Other grant awards will benefit nesting birds, such as a $677,700 grant to the National Audubon Society for Connecticut Audubon to monitor 70 coastal and island sites. This will be used to help reduce and manage threats to “focal coastal bird species,” at nesting sites along the New York and Connecticut coast during the 2025 and 2026 breeding season. These species include the piping plover, American oystercatcher and least tern, according to a Long Island Sound Futures Fund press document.
Katie Dykes, commissioner of the Connecticut Department of Energy and Environmental Protection, said in a statement that the Futures Fund is “a vitally important resource for the residents of Connecticut and the region.”
“The $8.4 million in grants coming to 14 recipients in Connecticut also leverages over $7.3 million in local funding,” she said. “These important and forward-thinking projects will benefit thousands of K-12 students in Connecticut, create a new coastal public access site while improving an existing one, assist with the planning of several habitat restoration projects, and protect Long Island Sound’s water quality through innovative nutrient reduction programs all over the state.”
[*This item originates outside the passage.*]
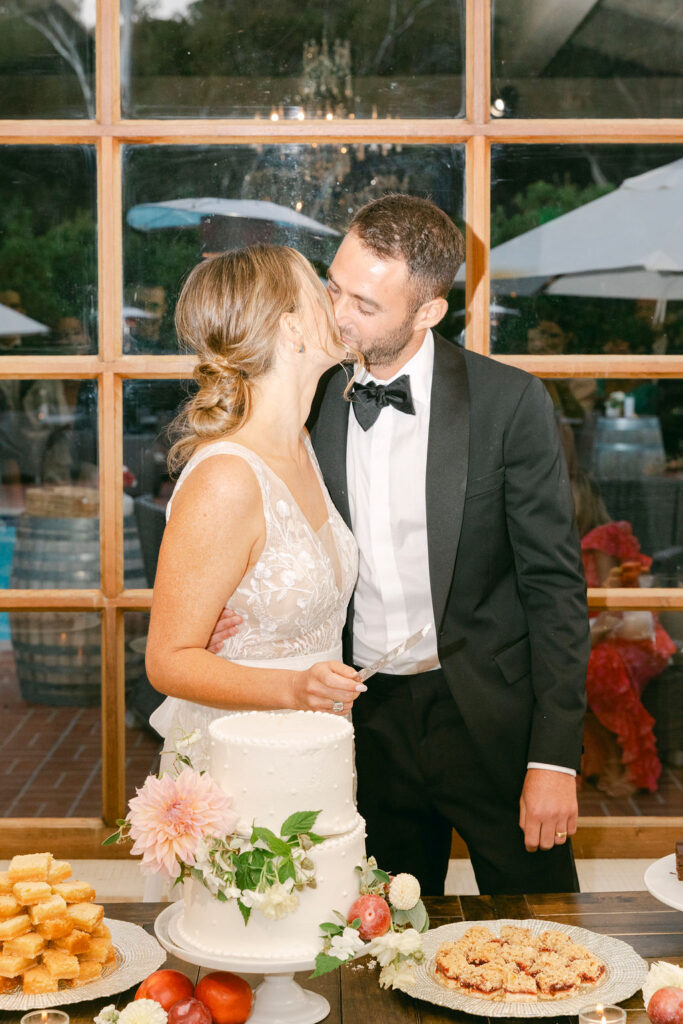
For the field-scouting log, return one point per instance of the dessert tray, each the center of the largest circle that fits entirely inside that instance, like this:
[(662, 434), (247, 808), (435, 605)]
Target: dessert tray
[(137, 954), (626, 972), (663, 883)]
In a statement, EPA New England Regional Administrator David W. Cash said the grants will “help lift up local communities and enable critical work to prevent pollution and improve water quality.”
“These projects will provide lasting benefits to the local communities and natural resources across the Sound by improving water quality, building stewardship, as well as restoring critical coastal habitat for fish and wildlife,” said Jeff Trandahl, executive director and CEO of NFWF, in a statement.
The LISS initiated the Long Island Sound Futures Fund in 2005 and has since invested $68 million in 673 projects, according to the LISS.